LOOP

I've been thinking about AI coding workflows wrong.

AI WORKFLOWS 2026.01.20

THE OLD MODEL

I write prompts, AI writes code, I review, repeat. I'm the orchestrator. I'm in control.

THE NEW MODEL

I'm not in control. I'm just another iteration. The repo is the thing that persists. I prepare it to be entered, set up guardrails, and observe what happens.

THE PROBLEM

Every AI coding session starts fresh. No memory. No plan. No accountability.

Geoffrey Huntley calls this "Ralph Wiggum mode" — the model is like a well-meaning kid who forgot everything between messages. It has capability but zero continuity.

Most people fight this. They try to maintain context, write longer prompts, keep the session alive.

I stopped fighting it. I leaned into it.

If every message is a fresh start, then the only thing I actually control is what's in the context window when it starts.

That's the lever. That's the whole game.

WHAT LOOP DOES

Initialize:

npx @acoyfellow/loop init

This scaffolds your repo to be "loopable":

AGENTS.md              # how to build/test (north star)
tasks.md               # what to do (north star)
loop.json              # config
.loop/
  progress.md          # what's done (append-only)
  errors.md            # what went wrong (append-only)
  PAUSED               # kill switch
.github/workflows/
  loop.yml             # CI trigger

Then run:

npx @acoyfellow/loop enter    # one iteration
npx @acoyfellow/loop watch    # loop until paused

Each iteration:

1. reads the north star files (AGENTS.md, tasks.md)
2. reads recent progress and errors
3. builds a context window
4. calls the agent (claude, opencode, aider, whatever)
5. checks guardrails
6. records what happened
7. exits

The next iteration sees what the last one did. Errors persist. Progress persists. The repo is the memory.

GUARDRAILS

The default guardrail is simple: something must change. If the agent produces no diff, that's a failure.

But you can plug in anything:

{
  "agent": "claude",
  "guardrail": "npm test"
}

Or use gateproof for real observability:

{
  "guardrail": "bun gate.ts"
}

The guardrail is just a command. Exit 0 = pass. Exit 1 = fail. stderr gets appended to errors.md so the next iteration knows what went wrong.

THE INVERSION

Old way:
I write code
Tests validate
I am the harness

New way:
I write tests
Agent fills code
Tests are the harness, I observe

I'm not building features anymore. I'm building checks. The harder part isn't "make the AI write code" — it's "write tests that specify what I actually want."

WHY THIS MATTERS

Everything is a loop.

Debugging is a loop. Learning is a loop. CI/CD is a loop. You wake up, consult yesterday's notes, run one day, sleep, repeat.

We're all just iterations leaving notes for the next version of ourselves.

Once you see it, you can't unsee it. The question stops being "how do I control the AI" and starts being "how do I set up guardrails so the loop doesn't destroy itself."

That's what loop does. It prepares the vessel. You enter, observe, steer.

THE TRAP

Guardrails help, but they don't eliminate risk. There are real costs here.

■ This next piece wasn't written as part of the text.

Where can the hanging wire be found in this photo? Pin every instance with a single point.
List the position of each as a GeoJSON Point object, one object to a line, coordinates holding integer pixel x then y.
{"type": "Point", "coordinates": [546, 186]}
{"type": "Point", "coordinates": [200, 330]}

Context bloat: When context gets bloated, mistakes compound. You need more guardrails. You need more tokens to process the mess. Smaller context windows, smaller iterations, but keeping good observation and notes for the next iteration — that's token efficiency. That's what loop does. But if you let contexts bloat, you're burning tokens on noise. Current pricing might be subsidized. These patterns may not be economically viable for long.

The feeling vs reality: It feels productive. You build things. But that feeling can decouple from value. You can build entire projects without any real check. For as long as nobody looks under the hood, you're good. But when someone pokes at it, it looks pretty crazy.

Asymmetric costs: It takes you a minute to prompt and wait. But reviewing a pull request takes many times longer. The asymmetry is brutal. Guardrails help you, but they don't help the person reviewing your PR.

When to stop: If you're looping past the point where you'd normally step away, that's not productivity. That's a signal to step away. Guardrails prevent slop, but they don't prevent you from building things you don't need.

Two things are both true: AI agents are amazing. They are also slop machines if you turn off your brain. Loop gives you guardrails. It doesn't give you judgment.

IF THIS IS WRONG

If this approach is wrong, you've only gained skills in normal software engineering.

You get better at building harnesses. You get better at writing tests. You get better at end-to-end self-feedback loops. You get better at code review. You get better at code sandboxing. You get better at self-healing tools.

These are all useful skills. Whether the loop approach works or not, you've practiced the fundamentals. You've learned to think in terms of constraints, verification, and observation. That's never wasted.

TRY IT

npx @acoyfellow/loop init
# edit AGENTS.md and tasks.md
npx @acoyfellow/loop enter

Repo: github.com/acoyfellow/loop

The repo is the rig. Git is the memory. Guardrails are what keep it from spinning forever.

You're not orchestrating tasks. You're orchestrating the conditions under which loops can safely run.